Il n'y aura pas de développement sans la cessation de la violence terroriste. Rares sont ceux qui ne la condamnent pas aujourd'hui. Ces dernières années ont montré à quelles aberrations elle a abouti. Cette violence qui se présentait comme « révolutionnaire et libératrice, riposte nécessaire à une violence première, c'est-à-dire à la violence institutionnelle de l'Etat », a pris les formes d'un retour à la violence privée, dans la ligne d'une justice sommaire et finalement sauvage. Le constat, hélas !, ne peut être que celui d'une lamentable régression sociale et morale. Comment ne pas ressentir l'urgente nécessité de la régulation de la violence par le droit ?

Encore faut-il que la force publique légitime exerce un droit juste. Rien, et encore moins la situation actuelle, ne pourrait justifier le manquement à cette règle éthique. Reste donc à l'Etat à mériter, pour lui-même, les attributs de l'Etat de droit et à renoncer, par exemple, à toute forme de juridiction d'exception.

De plus, insiste telle contribution des membres de notre groupe, l'Etat de droit n'a de chance d'être juste et efficace que s'il est adapté. On ne peut tolérer certes n'importe quel type d'exception. Dans l'ensemble de la République, l'originalité de la situation insulaire mérite pourtant d'être prise sérieusement en compte, sous peine que le moule uniformisateur génère des troubles et, à sa manière, devienne source de nouvelles violences.
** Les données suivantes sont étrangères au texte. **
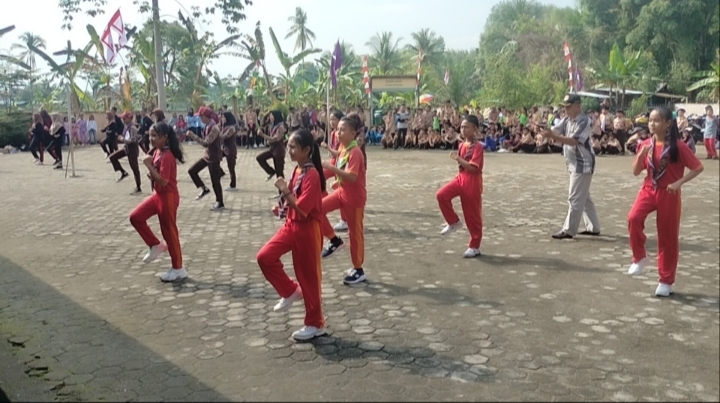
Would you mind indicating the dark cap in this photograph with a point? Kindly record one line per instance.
(571, 99)
(204, 111)
(638, 129)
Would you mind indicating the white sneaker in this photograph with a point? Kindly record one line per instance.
(307, 333)
(341, 226)
(663, 290)
(449, 229)
(174, 275)
(637, 268)
(285, 303)
(154, 252)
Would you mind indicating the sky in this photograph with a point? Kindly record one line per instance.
(459, 22)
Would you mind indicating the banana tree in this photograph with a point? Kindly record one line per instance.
(709, 85)
(289, 61)
(69, 70)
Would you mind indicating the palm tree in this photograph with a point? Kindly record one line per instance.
(385, 52)
(26, 40)
(304, 35)
(254, 50)
(427, 46)
(289, 61)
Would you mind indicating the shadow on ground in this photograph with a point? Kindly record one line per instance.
(81, 356)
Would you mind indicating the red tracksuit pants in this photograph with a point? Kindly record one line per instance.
(328, 175)
(304, 240)
(668, 206)
(354, 217)
(469, 188)
(165, 206)
(710, 148)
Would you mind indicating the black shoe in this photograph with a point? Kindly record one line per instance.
(354, 276)
(202, 194)
(122, 176)
(562, 235)
(333, 247)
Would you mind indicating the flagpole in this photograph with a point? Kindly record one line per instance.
(327, 113)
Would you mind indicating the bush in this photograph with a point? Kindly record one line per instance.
(14, 128)
(280, 106)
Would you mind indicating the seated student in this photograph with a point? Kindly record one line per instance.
(434, 140)
(637, 136)
(489, 143)
(449, 138)
(542, 144)
(613, 146)
(388, 139)
(597, 145)
(555, 147)
(527, 141)
(410, 140)
(688, 138)
(423, 140)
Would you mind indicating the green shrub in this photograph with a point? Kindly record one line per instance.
(280, 106)
(14, 128)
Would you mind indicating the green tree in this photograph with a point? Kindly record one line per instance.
(231, 11)
(289, 61)
(304, 36)
(709, 83)
(385, 55)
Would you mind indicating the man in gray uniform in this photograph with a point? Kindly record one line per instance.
(574, 133)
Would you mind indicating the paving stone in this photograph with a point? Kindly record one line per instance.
(95, 323)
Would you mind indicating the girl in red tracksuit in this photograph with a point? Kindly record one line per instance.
(164, 202)
(350, 197)
(301, 205)
(665, 159)
(468, 184)
(334, 149)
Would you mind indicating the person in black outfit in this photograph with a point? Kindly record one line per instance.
(276, 152)
(131, 150)
(38, 138)
(144, 131)
(57, 133)
(112, 130)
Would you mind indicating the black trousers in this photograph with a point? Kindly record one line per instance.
(35, 146)
(232, 160)
(108, 146)
(132, 161)
(400, 137)
(278, 162)
(621, 135)
(55, 148)
(215, 174)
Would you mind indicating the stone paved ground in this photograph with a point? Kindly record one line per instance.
(533, 319)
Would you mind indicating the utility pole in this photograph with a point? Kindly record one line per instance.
(159, 68)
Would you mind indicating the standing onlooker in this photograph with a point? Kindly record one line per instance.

Il nous faudra aux uns et aux autres, dans un refus commun de la violence, garder présentes à l'esprit, comme inspiratrices de nos engagements, les valeurs que sont tout à la fois l'attachement au droit comme tel et la pleine acceptation de notre particularité. C'est à ce prix que la Corse trouvera le chemin d'un avenir digne de son histoire, digne aussi et surtout de ce qui fait le prix de l'homme ici, comme sous toutes les latitudes.

Michel Acquaviva, François Alfonsi, Jean-Pierre Bonnafoux, Dominique Casanova, Pierre Franceschi, Marcel Herz, Xavier Peraldi, François Pernin, Gaston Pietri, Simon Renucci, André Serra.

(1)  Ce document est la suite d'un premier texte, paru en décembre 1996, sous le titre « Réhabiliter la politique en Corse ».